Par Irène Kaufer :: 23/11/2011 à 17:14

Du 28 octobre au 4 novembre, j'ai participé à un voyage en Palestine. Savoir est une chose, voir, entendre, sentir en est une autre. Durant les semaines qui viennent, mon blog tentera de transmettre ce que j'ai vécu. Je ne prétends pas à une quelconque objectivité, ni à apporter des réponses sur une réalité d'une grande complexité. Rien de plus qu'un témoignage d'une personne particulière, à un moment particulier.

 

4. Attention, colons méchants ! (Wadi Foukin, Jérusalem, Hébron, Archipel de Palestine)

Impossible de les louper, en roulant à travers la Palestine : perchées sur des collines, souvent entourées de murs ou de barbelés (made in Bekaert, merci la Belgique), reconnaissables à leurs toits rouges (pour les signaler aux avions israéliens, qui peuvent ainsi les épargner en cas de bombardements), voici les colonies de peuplement qui transforment la Palestine en un véritable gruyère, un « archipel » comme le montre la carte du Monde Diplomatique (1), rendant la création d'un Etat palestinien difficilement imaginable. Les Belges doivent comprendre ça, eux qui se sont écharpés autour de l'absence de continuité territoriale entre Bruxelles et la Wallonie... En Palestine, la continuité territoriale, ça n'existe pas. A cause du Mur et des colonies, des trajets qui prenaient 5 minutes à pied demandent désormais 20 minutes en voiture...

Autres signes distinctifs, l'absence de minarets, bien sûr, mais aussi de citernes sur le toit. Contrairement aux villages palestiniens, les colonies ne craignent pas qu'Israël leur coupe l'eau.

Au moment où nous étions sur place, l'UNESCO venait de reconnaître la Palestine ; en « représailles », Israël annonçait la création de 2000 nouveaux logements dans les colonies. Mais Israël n'a pas besoin de ce genre de prétexte : même pendant les pourparlers de paix, la colonisation n'a jamais cessé.
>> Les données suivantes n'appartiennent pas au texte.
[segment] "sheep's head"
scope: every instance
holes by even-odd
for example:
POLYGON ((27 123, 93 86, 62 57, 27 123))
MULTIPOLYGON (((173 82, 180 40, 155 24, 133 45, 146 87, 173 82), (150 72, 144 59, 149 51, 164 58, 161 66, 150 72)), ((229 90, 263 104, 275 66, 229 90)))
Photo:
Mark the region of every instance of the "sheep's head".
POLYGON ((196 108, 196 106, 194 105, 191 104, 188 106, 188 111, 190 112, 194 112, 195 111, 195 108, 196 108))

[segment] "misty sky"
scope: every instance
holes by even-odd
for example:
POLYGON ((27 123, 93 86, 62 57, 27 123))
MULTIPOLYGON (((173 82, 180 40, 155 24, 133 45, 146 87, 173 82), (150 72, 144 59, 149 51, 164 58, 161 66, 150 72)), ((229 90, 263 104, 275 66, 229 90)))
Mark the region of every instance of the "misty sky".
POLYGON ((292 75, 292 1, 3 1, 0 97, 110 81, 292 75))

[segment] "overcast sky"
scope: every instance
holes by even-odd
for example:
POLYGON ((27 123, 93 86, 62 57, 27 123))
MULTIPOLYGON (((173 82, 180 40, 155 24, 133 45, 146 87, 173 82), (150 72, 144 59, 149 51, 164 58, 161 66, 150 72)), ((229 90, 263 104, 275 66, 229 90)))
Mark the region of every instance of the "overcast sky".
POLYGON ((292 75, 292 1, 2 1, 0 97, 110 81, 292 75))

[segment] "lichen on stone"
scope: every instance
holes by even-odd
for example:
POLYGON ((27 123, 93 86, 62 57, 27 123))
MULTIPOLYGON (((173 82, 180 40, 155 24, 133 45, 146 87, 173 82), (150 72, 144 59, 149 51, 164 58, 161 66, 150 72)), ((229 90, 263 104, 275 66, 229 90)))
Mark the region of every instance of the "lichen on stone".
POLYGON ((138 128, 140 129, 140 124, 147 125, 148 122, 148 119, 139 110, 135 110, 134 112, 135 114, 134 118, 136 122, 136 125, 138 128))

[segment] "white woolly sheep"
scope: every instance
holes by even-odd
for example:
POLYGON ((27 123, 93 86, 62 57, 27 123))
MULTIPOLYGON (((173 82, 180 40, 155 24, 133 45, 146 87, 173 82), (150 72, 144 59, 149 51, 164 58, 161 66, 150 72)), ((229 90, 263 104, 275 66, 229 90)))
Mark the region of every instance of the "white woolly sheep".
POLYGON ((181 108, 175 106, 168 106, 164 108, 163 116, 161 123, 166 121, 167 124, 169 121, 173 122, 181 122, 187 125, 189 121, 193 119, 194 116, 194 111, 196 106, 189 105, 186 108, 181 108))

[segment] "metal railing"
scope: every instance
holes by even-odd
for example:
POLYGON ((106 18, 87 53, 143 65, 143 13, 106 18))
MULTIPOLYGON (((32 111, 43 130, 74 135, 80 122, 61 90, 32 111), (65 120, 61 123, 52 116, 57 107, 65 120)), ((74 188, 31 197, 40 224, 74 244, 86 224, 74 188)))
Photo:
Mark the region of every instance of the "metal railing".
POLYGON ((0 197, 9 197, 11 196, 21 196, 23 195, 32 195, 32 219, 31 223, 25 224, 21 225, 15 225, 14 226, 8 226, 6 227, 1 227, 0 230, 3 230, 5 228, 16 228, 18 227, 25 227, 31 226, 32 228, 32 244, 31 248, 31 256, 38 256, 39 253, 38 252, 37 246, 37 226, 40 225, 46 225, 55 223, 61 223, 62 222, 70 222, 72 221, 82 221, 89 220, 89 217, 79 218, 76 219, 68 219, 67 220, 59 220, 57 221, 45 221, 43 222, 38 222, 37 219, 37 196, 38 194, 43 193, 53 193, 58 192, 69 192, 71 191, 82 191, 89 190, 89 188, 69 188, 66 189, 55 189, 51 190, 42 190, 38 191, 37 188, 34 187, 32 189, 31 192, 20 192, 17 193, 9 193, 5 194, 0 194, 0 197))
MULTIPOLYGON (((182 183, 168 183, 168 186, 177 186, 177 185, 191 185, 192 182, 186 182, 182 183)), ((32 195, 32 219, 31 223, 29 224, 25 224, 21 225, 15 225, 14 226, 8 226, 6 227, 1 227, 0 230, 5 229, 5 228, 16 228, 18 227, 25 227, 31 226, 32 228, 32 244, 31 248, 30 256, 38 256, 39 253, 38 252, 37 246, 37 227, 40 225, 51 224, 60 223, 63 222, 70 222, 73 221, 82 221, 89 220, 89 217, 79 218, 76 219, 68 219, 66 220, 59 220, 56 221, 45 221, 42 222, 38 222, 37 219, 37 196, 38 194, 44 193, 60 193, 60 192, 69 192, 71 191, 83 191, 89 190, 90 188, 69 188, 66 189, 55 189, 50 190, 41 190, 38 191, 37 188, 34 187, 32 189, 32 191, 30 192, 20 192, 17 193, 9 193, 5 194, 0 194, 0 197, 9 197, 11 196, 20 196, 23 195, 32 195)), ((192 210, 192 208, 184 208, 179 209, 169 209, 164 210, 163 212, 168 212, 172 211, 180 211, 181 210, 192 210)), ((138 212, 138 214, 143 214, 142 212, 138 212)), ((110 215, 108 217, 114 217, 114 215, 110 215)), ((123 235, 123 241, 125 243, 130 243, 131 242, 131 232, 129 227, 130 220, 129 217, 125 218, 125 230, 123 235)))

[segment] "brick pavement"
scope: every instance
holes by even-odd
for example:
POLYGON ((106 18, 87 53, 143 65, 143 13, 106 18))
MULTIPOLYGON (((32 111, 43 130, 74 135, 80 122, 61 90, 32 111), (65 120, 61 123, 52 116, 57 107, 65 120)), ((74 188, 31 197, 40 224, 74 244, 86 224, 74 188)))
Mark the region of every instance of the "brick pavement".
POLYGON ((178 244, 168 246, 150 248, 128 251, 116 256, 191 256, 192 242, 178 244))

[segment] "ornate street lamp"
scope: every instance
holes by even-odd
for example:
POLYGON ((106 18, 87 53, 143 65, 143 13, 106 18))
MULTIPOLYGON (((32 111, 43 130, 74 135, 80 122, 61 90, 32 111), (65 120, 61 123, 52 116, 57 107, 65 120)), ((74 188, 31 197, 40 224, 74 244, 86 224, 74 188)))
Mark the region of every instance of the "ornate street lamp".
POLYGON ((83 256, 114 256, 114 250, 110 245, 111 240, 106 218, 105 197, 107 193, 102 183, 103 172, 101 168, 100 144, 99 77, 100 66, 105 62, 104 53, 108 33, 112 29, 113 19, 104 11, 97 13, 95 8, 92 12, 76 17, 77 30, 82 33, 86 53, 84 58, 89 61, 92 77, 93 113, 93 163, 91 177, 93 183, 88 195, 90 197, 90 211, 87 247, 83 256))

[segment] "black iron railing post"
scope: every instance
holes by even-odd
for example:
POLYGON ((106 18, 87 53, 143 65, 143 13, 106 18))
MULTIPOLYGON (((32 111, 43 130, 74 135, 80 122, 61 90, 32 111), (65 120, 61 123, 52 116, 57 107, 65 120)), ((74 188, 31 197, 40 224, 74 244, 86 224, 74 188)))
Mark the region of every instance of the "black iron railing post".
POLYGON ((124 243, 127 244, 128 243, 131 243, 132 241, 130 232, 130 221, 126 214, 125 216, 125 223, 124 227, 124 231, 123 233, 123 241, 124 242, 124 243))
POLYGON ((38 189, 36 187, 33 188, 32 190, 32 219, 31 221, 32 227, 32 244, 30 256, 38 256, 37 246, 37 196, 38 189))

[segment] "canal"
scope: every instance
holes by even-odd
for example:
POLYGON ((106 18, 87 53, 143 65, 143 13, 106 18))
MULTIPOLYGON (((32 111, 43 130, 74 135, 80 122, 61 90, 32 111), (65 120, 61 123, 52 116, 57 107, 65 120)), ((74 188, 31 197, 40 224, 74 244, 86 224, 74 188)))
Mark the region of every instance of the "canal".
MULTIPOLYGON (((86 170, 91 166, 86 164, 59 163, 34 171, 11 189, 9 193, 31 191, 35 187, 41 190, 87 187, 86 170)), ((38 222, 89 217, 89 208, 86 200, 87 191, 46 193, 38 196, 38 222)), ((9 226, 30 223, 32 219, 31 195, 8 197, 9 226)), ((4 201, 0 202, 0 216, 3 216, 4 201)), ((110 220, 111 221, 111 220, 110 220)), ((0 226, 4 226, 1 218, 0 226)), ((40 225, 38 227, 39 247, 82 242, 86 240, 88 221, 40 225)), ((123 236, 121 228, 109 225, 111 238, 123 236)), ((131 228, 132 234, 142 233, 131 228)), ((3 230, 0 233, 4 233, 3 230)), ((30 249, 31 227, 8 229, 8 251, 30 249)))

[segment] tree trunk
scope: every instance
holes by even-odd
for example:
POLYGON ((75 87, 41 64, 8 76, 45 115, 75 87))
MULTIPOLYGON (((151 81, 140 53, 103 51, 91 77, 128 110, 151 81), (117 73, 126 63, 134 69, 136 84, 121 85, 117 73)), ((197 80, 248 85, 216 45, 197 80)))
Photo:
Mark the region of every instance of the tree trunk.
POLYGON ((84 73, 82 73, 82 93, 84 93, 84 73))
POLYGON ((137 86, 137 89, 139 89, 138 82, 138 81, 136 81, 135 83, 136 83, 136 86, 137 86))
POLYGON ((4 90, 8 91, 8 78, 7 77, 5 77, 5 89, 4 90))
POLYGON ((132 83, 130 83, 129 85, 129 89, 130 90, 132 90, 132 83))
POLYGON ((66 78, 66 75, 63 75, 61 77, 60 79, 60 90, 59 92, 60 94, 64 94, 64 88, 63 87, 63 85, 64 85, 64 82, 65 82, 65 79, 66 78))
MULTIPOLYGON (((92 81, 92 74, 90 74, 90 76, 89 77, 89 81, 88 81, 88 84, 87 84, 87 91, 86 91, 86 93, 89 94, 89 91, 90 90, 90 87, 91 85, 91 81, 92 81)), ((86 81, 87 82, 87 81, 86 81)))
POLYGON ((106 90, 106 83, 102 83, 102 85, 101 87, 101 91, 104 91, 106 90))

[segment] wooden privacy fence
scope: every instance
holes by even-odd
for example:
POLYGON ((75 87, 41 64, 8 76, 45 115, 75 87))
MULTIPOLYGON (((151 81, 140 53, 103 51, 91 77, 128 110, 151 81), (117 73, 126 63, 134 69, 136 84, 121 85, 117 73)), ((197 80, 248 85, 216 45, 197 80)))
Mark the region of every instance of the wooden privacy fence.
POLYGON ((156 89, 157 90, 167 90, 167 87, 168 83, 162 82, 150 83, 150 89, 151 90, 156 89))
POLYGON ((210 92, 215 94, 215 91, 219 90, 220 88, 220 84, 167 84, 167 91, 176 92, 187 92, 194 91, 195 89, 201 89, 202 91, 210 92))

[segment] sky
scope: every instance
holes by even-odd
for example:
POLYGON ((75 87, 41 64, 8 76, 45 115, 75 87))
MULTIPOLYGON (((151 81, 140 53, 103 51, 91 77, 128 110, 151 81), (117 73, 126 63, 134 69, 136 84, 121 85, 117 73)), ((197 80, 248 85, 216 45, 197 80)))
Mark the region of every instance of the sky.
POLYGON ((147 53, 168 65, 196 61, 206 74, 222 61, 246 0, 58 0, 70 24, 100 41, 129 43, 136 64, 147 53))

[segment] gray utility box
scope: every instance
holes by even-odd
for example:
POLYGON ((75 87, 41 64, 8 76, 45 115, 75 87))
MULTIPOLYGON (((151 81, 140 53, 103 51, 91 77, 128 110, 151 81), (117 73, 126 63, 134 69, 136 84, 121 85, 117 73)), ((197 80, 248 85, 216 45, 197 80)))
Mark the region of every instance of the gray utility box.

Nos interlocuteurs palestiniens comme israéliens nous ont assuré que la majorité des colons ne sont pas des idéologues du « grand Israël » mais des « occupants économiques », qui trouvent là des logements à bon marché et faciles d'accès qui manquent cruellement ailleurs. Même s'il faut vivre en milieu hostile, protégés par l'armée et les clôtures. En dehors même de ce que cela implique en termes d'impossibilité de paix, il y a quelque chose de glaçant dans cette façon, pour les descendants des déportés, de s'enfermer eux-mêmes dans des ghettos. Je ne pouvais m'empêcher de penser : est-ce que ce peuple juif n'a pas vu assez de barbelés, dans son histoire, pour éviter de s'y enfermer de son propre gré ?

Le manque de logements a été à la base du mouvement des "Indignés" israéliens qui n'ont, curieusement, guère fait le rapprochement entre leurs problèmes sociaux et le coût de l'occupation militaire - et de ces colonies, précisément... 

Mais les colons « idéologiques » existent aussi, et on a pu en mesurer les dégâts. Nous en avons observé à Wadi Foukin, où habite la famille de l'un de nos guides (nous avons le luxe d'en avoir deux, car l'un en peut pas entrer dans Jérusalem et l'autre... ne peut pas en sortir). Juste au-dessus du village, à quelques dizaines de mètres de l'école, il y a une colonie en plein développement. Pendant longtemps, elle déversait ses eaux usées dans les champs de Wadi Foukin, cultivés comme il y a 2000 ans - donc des produits « bio » même s'ils n'en ont pas le label. Il a fallu l'intervention de militants israéliens de la ville voisine de Tsur Hadassah pour faire cesser ces déversements, qui n'arrivent plus, nous explique notre guide, qu'une fois par mois environ. Ce qui nous paraît insupportable (déverser ses eaux usées dans le champ du voisin) est présenté ici presque comme une victoire.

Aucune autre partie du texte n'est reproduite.